3.  Pada kesempatan ini,kami mengajak Sdr. Watno dari Desa Petaling,Kab. Muaro Jambi,Prop. Jambi,yang sengaja  berkunjung ke Garut untuk melihat langsung tehnik pertanian organik,ala kembanglangit.
4.Populasi jumlah tanaman kubis sekitar 40.000 tanaman. Masalah akar gada pada tanaman kubis ini,ternyata dapat teratasi  dengan menggunakan tehnik pengendalian berbasis pertanian organik,ala kliniktaniorganik, KEMBANG LANGIT.
5. Sdr. Watno,sedang mengamati pelepah dan buah kubis yang sebesar, “nampan beras”.  Selain akar gada,masalah bercak daun alternaria brassicae,juga dapat teratasi.  Hal prinsip yang kami lakukan untuk mengatasi penyakit yang disebabkan oleh cendawan/jamur, Plasmodiophora brassicae ini adalah dengan mengupayakan akar serabut tumbuh secara pesat, dan mengupayakan pula agar Akar Tunggang kubis,yang terserang  “membusuk”.
6. Pertumbuhan akar serabut ini sangat besar pengaruhnya apabila akar tunggang sudah terserang penyakit ini.  Akar serabut tersebut akan mengimbangi dan berupaya menyerap unsur hara karena akar tunggang sudah “bengkak”terinfeksi Plasmodiophora brassicae. Akar serabut akan menjadi “penyeimbang”  dan mengambil alih fungsi dari akar tunggang untuk menyerap unsur hara dari dalam tanah.  Memang dalam perkembangnnya biasanya ukuran kubis yang sudah terserang akar tunggangnya, ukuran Cropnya tidak sebesar apabila akar tunggang tidak terganggu.
7.  Ukuran buah/Crop kubis yang besar dibandingkan dengan kemasan rokok.
Dengan tehnik pertanian,berbasis pertanian organik,ala  kliniktaniorganik, KEMBANG LANGIT, pertama yang dilakukan adalah dengan mengupayakan agar tanah menjadi “gembur” terlebih dahulu,sehingga diharapkan apabila tanah sudah gembur adalah pertumbuhan akar serabut menjadi “leluasa” bergerak.  Langkah selanjutnya adalah mengkondisikan agar Plasmodiophora brassicae tidak sesuai media tumbuhnya disekitar perakaran tersebut.  Demikianlah yang kami lakukan.

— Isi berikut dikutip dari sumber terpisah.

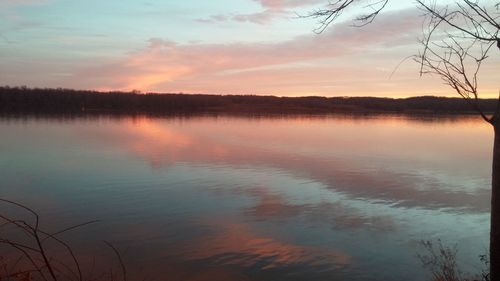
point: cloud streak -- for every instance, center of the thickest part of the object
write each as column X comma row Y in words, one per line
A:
column 167, row 65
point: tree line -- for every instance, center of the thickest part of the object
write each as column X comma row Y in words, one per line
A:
column 67, row 101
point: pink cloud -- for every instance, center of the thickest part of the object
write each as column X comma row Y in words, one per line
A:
column 284, row 4
column 264, row 17
column 167, row 66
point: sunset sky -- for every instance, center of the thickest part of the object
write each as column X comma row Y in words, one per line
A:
column 215, row 47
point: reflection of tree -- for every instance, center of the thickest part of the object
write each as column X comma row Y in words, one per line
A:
column 458, row 38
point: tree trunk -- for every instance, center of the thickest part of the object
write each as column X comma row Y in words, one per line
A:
column 495, row 209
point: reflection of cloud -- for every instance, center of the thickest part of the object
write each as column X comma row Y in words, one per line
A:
column 199, row 67
column 213, row 143
column 237, row 244
column 338, row 215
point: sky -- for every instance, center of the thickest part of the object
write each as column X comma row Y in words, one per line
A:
column 260, row 47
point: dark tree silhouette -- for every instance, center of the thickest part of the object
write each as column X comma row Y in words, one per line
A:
column 457, row 39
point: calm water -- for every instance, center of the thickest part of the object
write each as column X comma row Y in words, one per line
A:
column 233, row 198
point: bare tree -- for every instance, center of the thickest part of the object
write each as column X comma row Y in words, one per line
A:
column 457, row 39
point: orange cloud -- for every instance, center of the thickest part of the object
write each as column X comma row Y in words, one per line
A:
column 169, row 66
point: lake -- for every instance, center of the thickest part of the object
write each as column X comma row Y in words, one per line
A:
column 256, row 198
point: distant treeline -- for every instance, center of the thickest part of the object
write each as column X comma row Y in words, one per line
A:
column 20, row 100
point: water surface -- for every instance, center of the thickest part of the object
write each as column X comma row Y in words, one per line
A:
column 257, row 198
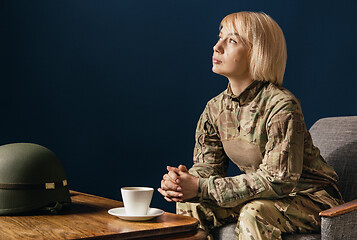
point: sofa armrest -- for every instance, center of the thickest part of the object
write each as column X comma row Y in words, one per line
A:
column 339, row 222
column 341, row 209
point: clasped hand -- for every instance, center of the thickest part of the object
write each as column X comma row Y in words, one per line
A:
column 179, row 185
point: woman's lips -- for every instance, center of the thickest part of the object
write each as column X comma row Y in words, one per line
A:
column 216, row 61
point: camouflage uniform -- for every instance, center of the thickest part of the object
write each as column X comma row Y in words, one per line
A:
column 285, row 181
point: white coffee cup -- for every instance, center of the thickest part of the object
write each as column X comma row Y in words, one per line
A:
column 136, row 200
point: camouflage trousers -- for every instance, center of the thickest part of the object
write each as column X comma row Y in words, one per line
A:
column 260, row 218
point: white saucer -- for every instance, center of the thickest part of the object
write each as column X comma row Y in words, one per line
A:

Hasilnya…terlihat pada gambar-gambar  diatas.
OLEH KARENA ITU, APALAGI YANG DIRAGUKAN DENGAN KONSEP BASIS  PERTANIAN ORGANIK.

PUPUK KANDANG AYAM BERPOTENSI MENYEBARKAN Plasmodiophora brassicae,pada KUBIS-KUBISAN.

Banyak kasus yang terjadi pada saat budidaya tanaman kubis-kubisan,diantaranya adalah, penyakit bengkak akar yang disebabkan oleh cendawan/jamur,Plasmodiophora brassicae.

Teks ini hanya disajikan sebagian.